The term TEC is used repeatedly in this description but it will be understood that any kind of cooling device may be used in place of, or in addition to, a thermoelectric element. As mentioned before, the term cooled component is intended as meaning any electrical component that has an active cooling element(s) associated therewith. A cooled component package is a cooled component in a container housing. The package may comprise one or more TEC elements.

Various additional modifications of this invention will occur to those skilled in the art. All deviations from the specific teachings of this specification that basically rely on the principles and their equivalents through which the art has been advanced are properly considered within the scope of the invention as described and claimed.

Claims

1. A cooled component package comprising: a. a cooled component, b. a container housing the cooled component, the container comprising a container wall, c. at least one electrical interconnection extending between the container wall and the cooled component, d. a thermal interposer in the electrical connection, the thermal interposer comprising a thin conductor.
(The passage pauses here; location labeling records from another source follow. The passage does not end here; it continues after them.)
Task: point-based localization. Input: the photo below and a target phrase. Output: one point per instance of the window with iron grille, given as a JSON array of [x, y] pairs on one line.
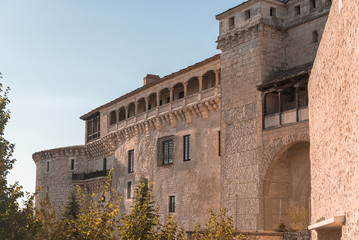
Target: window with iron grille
[[167, 152], [129, 190], [172, 204], [72, 164], [187, 148], [93, 127], [131, 161]]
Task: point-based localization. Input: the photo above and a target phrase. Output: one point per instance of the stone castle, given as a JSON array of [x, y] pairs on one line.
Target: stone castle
[[231, 131]]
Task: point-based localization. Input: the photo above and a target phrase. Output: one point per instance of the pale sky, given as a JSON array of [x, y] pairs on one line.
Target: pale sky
[[63, 58]]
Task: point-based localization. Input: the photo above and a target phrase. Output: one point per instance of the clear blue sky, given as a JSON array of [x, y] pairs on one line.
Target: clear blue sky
[[63, 58]]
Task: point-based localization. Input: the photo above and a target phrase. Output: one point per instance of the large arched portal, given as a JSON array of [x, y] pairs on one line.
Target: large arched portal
[[287, 183]]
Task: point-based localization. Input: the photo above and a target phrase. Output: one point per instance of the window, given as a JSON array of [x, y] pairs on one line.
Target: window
[[172, 204], [104, 164], [231, 22], [272, 12], [315, 37], [313, 4], [93, 127], [186, 148], [129, 190], [131, 161], [247, 14], [219, 143], [168, 152], [113, 117], [72, 164]]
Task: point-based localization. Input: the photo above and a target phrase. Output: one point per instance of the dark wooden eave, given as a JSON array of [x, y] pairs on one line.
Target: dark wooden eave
[[282, 77]]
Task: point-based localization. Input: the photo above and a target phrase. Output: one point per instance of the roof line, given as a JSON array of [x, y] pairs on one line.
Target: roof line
[[165, 78]]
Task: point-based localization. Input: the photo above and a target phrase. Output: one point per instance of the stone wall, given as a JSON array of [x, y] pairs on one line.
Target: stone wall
[[333, 104], [54, 174]]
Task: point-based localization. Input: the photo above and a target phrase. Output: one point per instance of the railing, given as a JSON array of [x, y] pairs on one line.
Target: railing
[[176, 104], [286, 117], [90, 175]]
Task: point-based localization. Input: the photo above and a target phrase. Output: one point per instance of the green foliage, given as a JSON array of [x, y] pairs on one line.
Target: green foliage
[[12, 218], [217, 227], [170, 231], [281, 228], [98, 218], [142, 221], [72, 208], [298, 217]]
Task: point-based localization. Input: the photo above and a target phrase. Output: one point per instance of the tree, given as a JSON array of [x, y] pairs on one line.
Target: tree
[[217, 227], [142, 222], [170, 231], [98, 218], [9, 194]]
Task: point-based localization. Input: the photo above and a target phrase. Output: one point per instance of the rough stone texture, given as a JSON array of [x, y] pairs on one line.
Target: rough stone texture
[[251, 51], [333, 94], [258, 166]]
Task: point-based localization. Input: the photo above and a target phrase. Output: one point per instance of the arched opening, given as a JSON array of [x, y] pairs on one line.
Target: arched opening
[[164, 96], [131, 110], [219, 77], [208, 80], [121, 114], [271, 103], [112, 117], [178, 91], [141, 106], [152, 101], [287, 188], [193, 86]]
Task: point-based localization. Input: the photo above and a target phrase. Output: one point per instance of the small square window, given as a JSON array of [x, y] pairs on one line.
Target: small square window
[[167, 152], [187, 148], [313, 4], [219, 143], [315, 37], [131, 161], [104, 163], [72, 167], [129, 190], [231, 22], [172, 204], [272, 12], [247, 14]]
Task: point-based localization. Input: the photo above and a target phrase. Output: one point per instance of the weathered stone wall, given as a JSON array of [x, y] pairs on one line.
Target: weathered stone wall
[[194, 183], [333, 104], [57, 179]]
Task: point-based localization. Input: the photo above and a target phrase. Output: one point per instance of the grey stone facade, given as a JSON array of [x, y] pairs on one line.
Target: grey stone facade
[[246, 112]]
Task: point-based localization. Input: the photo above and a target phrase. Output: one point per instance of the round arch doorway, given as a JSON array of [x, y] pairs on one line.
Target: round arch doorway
[[287, 183]]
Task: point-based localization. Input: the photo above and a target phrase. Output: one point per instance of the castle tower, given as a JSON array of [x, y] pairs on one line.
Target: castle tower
[[267, 52]]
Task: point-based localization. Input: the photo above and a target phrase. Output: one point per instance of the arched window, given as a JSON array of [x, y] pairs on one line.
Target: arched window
[[131, 110], [208, 80], [152, 101], [112, 117], [178, 91], [164, 96], [141, 106], [121, 114], [193, 86]]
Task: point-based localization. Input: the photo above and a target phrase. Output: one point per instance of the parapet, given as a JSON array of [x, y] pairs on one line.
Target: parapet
[[71, 151]]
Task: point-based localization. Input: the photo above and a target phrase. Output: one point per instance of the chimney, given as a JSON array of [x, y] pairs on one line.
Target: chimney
[[150, 78]]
2. The cooled component package of claim 1 wherein the thin conductor is an elongated runner interconnected with at least one wire bond.

3. The cooled component package of claim 2 wherein the electrical interconnection comprises wire bonds to both ends of the elongated runner.

4. The cooled component package of claim 1 wherein the cooled component is an optoelectronic device.

5. The cooled component package of claim 4 wherein the cooled component is a laser.

6. The cooled component package of claim 2 wherein the thin conductor has a thickness in the range 0.5-10 microns.

7. The cooled component package of claim 6 wherein the thin conductor has a thickness in the range 1.0-6 microns.

8. The cooled component package of claim 6 wherein the thin conductor has a cross section width in the range 1-40 mils.

9. The cooled component package of claim 7 wherein the thin conductor has a cross section width in the range 1-20 mils.

10. The cooled component package of claim 1 wherein the thermal interposer comprises a two layer laminate of metal-polymer.

11. The cooled component package of claim 1 wherein the thermal interposer comprises a three layer laminate of metal-polymer-metal.

12. The cooled component package of claim 11 wherein the three layer laminate of metal-polymer-metal is supported by a flexible polymer substrate.

13. The cooled component package of claim 1 wherein the thin conductor comprises copper.

14. The cooled component package of claim 2 wherein the cross section area of the elongated runner is less than 0.5 mils2.

15. The cooled component package of claim 11 wherein the electrical interconnection comprises wire bonds to both of the two metal layers of the three layer laminate of metal-polymer-metal.

16. The cooled component package of claim 2 wherein the electrical connection comprises a single wire bond attached to each end of the elongated runner.

17. The cooled component package of claim 2 wherein the electrical connection comprises at least two wire bonds attached to each end of the elongated runner.

18. The cooled component package of claim 1 wherein the length of the interposer is greater than 10 mils.